This information might help you diagnose the trouble if you are
having a workload distribution problem.
What kind of problem are you seeing?
If none of these problem solution descriptions fix your problem:
- Browse the JVM logs of the problem deployment manager and
application servers:
- Look up any error messages by selecting the Reference view of the
information center navigation and expanding Messages in the navigation
tree.
If Java™ exceptions appear in the log files, try to determine
the actual subcomponent that is directly involved in the problem by examining
the trace stack and looking for a product-related class near the top of the
stack (names beginning with com.ibm.websphere or com.ibm.ws)
that created the exception. If appropriate, review the steps for troubleshooting
the appropriate subcomponent under the Troubleshooting WebSphere applications section
of the Information Center.
For example, if the exception appears to
have been thrown by a class in the com.ibm.websphere.naming package, review
the Naming Services Component troubleshooting tips topic.
- Ensure that all the machines in your configuration have TCP/IP connectivity
to each other by running the ping command:
- From each physical server to the deployment manager
- From the deployment manager to each physical server
- Although the problem is happening in a clustered environment, the actual
cause might be only indirectly related, or unrelated, to clustering. Investigate
all relevant possibilities:
- If an enterprise bean on one or more servers is not serving requests,
review the "Cannot access an enterprise bean from a servlet, JSP, stand-alone
program, or other client" and "Cannot look up an object hosted by the product
from a servlet, JSP file, or other client" topics.
- If problems seem to appear after enabling security, review the "Errors
or access problems after enabling security" topic.
- If an application server stops responding to requests, or spontaneously
dies (its process closes), review the "Web module or application server dies
or hangs" topic.
- If SOAP requests are not being served by some or all servers, review the
"Errors returned to client trying to send a SOAP request" topic.
- Check to see if the problem is identified and documented by looking at
available online support (hints and tips, technotes, and fixes).
HTTP requests are not distributed to all servers
If
HTTP requests are not being distributed to all servers:
- Check your Primary Servers list. The plug-in load balances across all
servers that are defined in the Primary Servers list, if affinity has not
been established. If you do not have a Primary Servers list defined, the plug-in
load balances across all servers defined in the cluster, if affinity has not
been established. In the case where affinity has been established, the plug-in
should go directly to that server, for all requests within the same HTTP session.
- If some servers are servicing requests and one or more others are not,
try accessing a problem server directly to verify that it works, apart from
workload management issues. If that does not work:
- Use the administrative console to ensure that the affected server is running.

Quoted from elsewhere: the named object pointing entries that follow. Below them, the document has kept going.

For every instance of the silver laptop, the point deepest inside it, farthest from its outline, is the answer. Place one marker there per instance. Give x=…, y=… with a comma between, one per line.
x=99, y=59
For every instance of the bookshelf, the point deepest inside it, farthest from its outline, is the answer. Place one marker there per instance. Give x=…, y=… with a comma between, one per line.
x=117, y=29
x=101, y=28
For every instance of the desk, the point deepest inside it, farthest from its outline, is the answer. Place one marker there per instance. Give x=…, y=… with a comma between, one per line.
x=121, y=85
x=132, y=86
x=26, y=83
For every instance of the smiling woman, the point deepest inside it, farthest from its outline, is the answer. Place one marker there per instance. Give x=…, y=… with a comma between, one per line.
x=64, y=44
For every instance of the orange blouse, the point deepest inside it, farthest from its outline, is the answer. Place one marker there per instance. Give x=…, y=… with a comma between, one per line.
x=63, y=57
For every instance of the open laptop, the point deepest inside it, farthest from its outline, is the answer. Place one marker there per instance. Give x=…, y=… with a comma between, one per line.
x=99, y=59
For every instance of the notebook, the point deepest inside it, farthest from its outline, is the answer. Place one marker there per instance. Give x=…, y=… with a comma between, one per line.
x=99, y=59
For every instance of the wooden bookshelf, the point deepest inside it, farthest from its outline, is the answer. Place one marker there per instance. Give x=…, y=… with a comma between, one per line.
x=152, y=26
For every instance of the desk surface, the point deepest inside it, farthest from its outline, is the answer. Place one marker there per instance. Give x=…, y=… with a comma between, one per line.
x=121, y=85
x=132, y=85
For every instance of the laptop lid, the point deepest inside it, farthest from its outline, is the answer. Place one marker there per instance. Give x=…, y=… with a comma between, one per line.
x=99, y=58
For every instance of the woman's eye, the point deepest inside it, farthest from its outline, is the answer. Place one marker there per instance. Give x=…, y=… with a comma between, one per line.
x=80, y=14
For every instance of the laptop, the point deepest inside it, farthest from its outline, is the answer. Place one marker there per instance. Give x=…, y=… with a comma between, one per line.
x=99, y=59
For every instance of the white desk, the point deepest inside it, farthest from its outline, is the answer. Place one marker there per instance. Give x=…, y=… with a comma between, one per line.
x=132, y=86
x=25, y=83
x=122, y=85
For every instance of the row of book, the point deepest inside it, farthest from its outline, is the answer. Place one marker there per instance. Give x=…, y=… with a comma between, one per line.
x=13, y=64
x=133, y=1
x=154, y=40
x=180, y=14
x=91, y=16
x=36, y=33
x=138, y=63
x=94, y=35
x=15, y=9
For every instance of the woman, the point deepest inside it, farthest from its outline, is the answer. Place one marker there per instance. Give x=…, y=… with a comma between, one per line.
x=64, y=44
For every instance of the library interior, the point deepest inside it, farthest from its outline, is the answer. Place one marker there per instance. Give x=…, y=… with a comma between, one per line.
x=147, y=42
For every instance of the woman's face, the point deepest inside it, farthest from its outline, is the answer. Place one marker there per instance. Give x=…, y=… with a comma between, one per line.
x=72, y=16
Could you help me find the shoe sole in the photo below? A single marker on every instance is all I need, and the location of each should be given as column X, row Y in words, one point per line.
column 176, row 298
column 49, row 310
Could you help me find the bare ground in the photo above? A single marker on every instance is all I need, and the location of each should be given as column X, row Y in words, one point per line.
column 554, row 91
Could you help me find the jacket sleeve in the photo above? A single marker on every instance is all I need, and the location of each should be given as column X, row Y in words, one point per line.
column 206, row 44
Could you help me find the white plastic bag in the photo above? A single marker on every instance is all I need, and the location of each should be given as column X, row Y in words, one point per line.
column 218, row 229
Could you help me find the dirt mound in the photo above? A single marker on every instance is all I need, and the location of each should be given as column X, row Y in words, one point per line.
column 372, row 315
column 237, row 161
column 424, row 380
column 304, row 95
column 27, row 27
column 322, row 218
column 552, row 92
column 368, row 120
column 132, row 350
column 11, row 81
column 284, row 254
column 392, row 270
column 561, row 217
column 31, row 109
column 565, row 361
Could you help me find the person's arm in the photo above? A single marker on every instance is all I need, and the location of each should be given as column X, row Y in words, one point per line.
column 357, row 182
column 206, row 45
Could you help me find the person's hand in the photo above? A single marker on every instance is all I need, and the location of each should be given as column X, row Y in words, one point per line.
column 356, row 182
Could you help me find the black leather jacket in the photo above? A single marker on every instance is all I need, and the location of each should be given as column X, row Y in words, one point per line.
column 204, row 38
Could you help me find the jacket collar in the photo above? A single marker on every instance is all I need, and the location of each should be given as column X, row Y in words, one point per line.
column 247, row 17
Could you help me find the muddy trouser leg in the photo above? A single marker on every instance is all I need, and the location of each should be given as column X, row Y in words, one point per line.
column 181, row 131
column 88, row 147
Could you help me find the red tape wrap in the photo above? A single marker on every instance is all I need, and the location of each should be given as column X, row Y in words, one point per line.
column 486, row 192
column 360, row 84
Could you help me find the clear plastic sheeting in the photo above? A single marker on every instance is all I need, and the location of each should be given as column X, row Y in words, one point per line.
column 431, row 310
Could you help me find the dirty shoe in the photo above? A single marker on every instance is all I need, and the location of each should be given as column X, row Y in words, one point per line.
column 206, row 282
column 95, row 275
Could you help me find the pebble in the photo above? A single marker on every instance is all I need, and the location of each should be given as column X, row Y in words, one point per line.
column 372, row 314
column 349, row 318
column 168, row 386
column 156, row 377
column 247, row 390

- See the topic "Web resource does not display" for more information.
- See the "HTTP plug-in component troubleshooting tips" topic for more information.
Enterprise bean requests are not distributed to
all servers
If a client cannot reach a server in a cluster thought
to be reachable, a server might be marked unusable, or is down. To verify
this:
- Use the administrative console to verify that the server is started. Try
starting it, or if started, stop and restart it.
- Browse the administrative console and verify that the node that runs the
server having the problem appears. If it does not:
- Review the steps for adding a node to a cluster.
- Review the steps in the section One or more nodes do not show up
in the administrative console.
- If possible, try accessing the enterprise bean directly on the problem
server to see if there is a problem with TCP/IP connectivity, application
server health, or other problem not related to workload management. If this
fails, review the "Cannot access enterprise bean from a servlet, JSP, stand-alone
program , or other client" topic.
A failing server still receives enterprise bean
requests (failover is not completed)
Some possible causes of this
problem are:
- The client might have been in a transaction with an enterprise
bean on the server that went down. Check the JVM logs of the application server
hosting the problem enterprise bean instance. If a request is returned with CORBA
SystemException COMM_FAILURE org.omg.CORBA.completion_status.COMPLETED_MAYBE,
this might be working as designed. The design is to let this particular exception
flow back to the client, since the transaction might have completed. Failing
over this request to another server could result in this request being serviced
twice.
- If the requests sent to the servers come back to the client
with any other exceptions consistently, it might be that no servers are available.
Stopped or hung servers do not share
the workload after being restored
This error occurs when previously
unavailable servers are not recognized by the workload management component
after those servers are restored. There is an unusable interval
determined by the property com.ibm.websphere.wlm.unusable.interval during
which the workload manager waits to send to a server that has been marked
unusable. By default this is 5 minutes.
You can confirm
that this is the problem by ensuring that servers that were down are now up
and capable of servicing requests. Then wait for the unusable interval to
elapse before checking to determine whether failover occurs.